Didier Deschamps estaba preocupado. Su equipo no encontraba el partido, y para comenzar el segundo período hizo una segunda modificación: Manu Kone entró por Rabiot.
Y no mejoraba Francia, por eso a los 57′ apeló a una tercera variante; Desire Doue reemplazó a Bradley Barcola.
Y en eso estaba el equipo galo, cuando España lo volvió a lastimar con un gol de Pedro Porro, tras una gran maniobra colectiva, que puso el marcador 0-2 a favor del equipo español.
A esa altura Deschamps ya estaba más que preocupado.

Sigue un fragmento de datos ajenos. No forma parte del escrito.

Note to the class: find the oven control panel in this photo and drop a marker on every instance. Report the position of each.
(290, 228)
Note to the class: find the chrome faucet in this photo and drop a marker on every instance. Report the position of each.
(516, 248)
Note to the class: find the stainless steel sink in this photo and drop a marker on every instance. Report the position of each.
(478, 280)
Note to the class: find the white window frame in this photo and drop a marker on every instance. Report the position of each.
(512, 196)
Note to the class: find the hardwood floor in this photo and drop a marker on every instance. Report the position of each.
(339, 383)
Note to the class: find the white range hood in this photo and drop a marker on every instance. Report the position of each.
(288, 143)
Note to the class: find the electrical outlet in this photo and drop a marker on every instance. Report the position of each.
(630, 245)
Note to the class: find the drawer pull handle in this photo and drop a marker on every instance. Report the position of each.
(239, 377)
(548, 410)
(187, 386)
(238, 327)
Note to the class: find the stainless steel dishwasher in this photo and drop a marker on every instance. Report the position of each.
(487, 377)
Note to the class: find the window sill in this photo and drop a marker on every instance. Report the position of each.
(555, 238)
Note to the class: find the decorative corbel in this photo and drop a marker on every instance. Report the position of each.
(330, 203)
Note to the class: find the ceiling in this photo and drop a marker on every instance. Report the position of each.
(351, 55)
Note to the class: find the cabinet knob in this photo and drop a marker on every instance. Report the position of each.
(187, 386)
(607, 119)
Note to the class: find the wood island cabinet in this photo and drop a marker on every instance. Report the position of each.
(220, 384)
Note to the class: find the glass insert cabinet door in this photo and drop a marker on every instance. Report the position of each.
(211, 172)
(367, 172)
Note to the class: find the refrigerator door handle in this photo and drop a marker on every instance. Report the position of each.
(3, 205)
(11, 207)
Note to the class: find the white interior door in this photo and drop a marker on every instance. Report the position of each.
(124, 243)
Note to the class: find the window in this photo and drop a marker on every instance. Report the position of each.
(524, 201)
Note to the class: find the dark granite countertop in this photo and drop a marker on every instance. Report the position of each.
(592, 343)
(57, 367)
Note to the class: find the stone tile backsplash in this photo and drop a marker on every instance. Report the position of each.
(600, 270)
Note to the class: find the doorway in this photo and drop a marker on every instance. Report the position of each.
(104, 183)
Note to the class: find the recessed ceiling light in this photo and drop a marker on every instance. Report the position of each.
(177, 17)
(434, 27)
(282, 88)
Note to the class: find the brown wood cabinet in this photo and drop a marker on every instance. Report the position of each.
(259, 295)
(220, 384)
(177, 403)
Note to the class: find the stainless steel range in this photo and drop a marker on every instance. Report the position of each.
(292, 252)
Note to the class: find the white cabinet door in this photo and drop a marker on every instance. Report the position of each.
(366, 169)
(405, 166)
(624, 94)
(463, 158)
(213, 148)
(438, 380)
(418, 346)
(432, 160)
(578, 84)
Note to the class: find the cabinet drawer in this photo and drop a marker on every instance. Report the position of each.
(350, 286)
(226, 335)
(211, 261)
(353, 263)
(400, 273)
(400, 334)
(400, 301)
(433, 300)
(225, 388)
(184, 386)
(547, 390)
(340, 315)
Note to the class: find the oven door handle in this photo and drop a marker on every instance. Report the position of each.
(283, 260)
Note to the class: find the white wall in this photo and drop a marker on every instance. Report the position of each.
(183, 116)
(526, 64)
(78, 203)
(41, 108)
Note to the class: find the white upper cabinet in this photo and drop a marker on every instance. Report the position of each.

Y volvió a mover el banco, con la cuarta y quinta modificación. Theo Hernández reemplazó a Digne, y Rayan Cherki ingresó en lugar de Michael Olise, a los 72′ de juego.
De la Fuente, el entrenador español, lucía sereno. También apeló a los cambios, esta vez comenzó a los 74′. Ferrán Torres entró por Mikel Oyarzabal, de gran partido. Y a los 77′ salieron los dos internos, Dani Olmo y Fabián Ruiz, para que ingresen Pedri y Mikel Merino.
España se retrasó unos metros y amenazó en cada contra con una velocidad y capacidad de hacer daño muy grandes. Cuando iban 83′ Nico Williams reemplazó a Baena, mientras que Marcos Llorente sustituyó a Pedro Porro, en el equipo ibérico.
El dominio psicológico también estaba en manos del equipo español. Mbappé fue amonestado por una falta innecesaria ante Unai Simon, en la que desnudó su frustración e impotencia. Y cada pelota que disparó al arco, salió varios metros arriba del travesaño.
España ganó bien, con una estrategia clara y su fútbol ya característico. Ganó el mediocampo, y movió la pelota al ritmo de sus grandes jugadores. No dejó a su rival armarse ni atacarlo con profundidad. Se aferró a sus creencias, y viaja a New York envuelto en una gran optimismo.